Si sólo se hubieran desviado dos metros no hubiese  sucedido nada, puesto que la “Carolina” ya había pasado su proa limpiamente enfrente de la del barco inglés. Pero la débil embarcación embistió al carguero justo con su parte media. La dura proa de acero había partido en dos a la barcaza de madera. Juan salvó su vida al golpear con la cadena del barco inglés y quedar instintivamente abrazado a ella. Cuando los ingleses hubieron colocado sus reflectores segundos después, pudieron rescatarlo.
Juan Trignant había perdido a sus hermanos y su lancha. Todo lo que más quería se lo había tragado el río.  Con los últimos pesos que le quedaban, hizo reflotar los restos de la “Carolina” transportarlos hasta un brazo del Riachuelo.

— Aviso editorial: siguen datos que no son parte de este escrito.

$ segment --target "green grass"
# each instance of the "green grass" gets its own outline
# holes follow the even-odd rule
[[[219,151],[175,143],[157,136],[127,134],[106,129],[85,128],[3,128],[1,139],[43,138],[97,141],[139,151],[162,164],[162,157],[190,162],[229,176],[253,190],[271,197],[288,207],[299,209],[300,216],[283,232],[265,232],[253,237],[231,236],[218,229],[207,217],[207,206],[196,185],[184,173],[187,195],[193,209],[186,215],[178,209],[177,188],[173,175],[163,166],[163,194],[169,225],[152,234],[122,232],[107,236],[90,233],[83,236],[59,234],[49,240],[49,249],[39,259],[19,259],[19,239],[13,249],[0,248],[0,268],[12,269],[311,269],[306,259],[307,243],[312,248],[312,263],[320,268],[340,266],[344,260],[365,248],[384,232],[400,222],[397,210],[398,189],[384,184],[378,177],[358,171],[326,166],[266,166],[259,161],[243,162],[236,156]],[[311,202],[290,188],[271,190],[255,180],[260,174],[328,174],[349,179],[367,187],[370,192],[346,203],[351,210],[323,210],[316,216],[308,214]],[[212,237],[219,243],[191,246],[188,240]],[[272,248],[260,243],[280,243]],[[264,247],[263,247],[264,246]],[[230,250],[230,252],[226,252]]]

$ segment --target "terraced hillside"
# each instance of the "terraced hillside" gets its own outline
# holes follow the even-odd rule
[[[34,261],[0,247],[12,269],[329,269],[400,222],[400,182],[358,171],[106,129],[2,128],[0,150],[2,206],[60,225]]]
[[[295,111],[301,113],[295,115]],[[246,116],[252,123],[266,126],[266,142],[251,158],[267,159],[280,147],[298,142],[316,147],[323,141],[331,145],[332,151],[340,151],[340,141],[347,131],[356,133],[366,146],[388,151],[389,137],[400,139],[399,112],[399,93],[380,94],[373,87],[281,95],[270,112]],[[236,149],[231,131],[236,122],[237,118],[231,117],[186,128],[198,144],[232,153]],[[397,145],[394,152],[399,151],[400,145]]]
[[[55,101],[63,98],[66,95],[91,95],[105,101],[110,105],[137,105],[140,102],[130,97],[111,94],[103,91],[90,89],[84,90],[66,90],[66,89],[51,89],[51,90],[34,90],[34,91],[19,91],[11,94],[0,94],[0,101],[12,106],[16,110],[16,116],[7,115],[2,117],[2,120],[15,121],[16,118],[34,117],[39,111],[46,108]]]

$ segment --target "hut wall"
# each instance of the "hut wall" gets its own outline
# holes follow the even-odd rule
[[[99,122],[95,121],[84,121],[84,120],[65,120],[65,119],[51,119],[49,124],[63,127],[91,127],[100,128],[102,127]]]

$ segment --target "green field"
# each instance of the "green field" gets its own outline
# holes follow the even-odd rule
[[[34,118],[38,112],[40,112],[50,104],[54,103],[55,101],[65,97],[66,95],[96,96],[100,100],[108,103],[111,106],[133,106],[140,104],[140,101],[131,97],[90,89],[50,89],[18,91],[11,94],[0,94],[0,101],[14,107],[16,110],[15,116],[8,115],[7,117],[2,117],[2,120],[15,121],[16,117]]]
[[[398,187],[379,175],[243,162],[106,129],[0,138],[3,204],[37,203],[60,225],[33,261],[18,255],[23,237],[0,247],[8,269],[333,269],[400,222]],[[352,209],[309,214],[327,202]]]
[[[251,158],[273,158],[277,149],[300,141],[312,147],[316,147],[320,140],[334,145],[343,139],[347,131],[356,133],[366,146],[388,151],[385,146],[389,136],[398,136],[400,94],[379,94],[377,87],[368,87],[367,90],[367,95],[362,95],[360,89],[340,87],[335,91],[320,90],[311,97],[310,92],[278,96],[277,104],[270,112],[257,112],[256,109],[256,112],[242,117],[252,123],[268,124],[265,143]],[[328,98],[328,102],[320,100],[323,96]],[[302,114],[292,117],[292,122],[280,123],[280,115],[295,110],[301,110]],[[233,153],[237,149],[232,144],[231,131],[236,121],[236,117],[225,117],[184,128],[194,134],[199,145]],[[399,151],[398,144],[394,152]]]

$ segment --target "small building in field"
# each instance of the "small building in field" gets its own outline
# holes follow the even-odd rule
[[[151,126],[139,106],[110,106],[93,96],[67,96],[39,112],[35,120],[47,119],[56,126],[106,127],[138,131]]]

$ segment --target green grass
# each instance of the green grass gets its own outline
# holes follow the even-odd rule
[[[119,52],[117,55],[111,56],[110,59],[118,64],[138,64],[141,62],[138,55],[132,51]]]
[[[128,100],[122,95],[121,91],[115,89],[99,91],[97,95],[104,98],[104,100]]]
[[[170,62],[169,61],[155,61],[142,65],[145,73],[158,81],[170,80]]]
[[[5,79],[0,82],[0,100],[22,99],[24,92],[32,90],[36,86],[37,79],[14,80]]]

      Han transcurrido veinte años desde aquella noche neblinosa del mes de agosto. Pero Juan Trignant sigue en perpetuo velatorio de los restos de la “Carolina”, en donde navegan sus jóvenes hermanos.  Con las ropas rotosas y su gorra grasienta cubriéndole los cabellos claros, pasa los días sentado en la ribera. Los vecinos le han apodado el “Capitán Linyera”. Todos lo conocen, pero muy pocos saben su historia. A él nada le importa de la comprensión de las gentes, porque, capitán en su “Carolina” sigue navegando con las cuatro ánimas por todos los mares del espacio.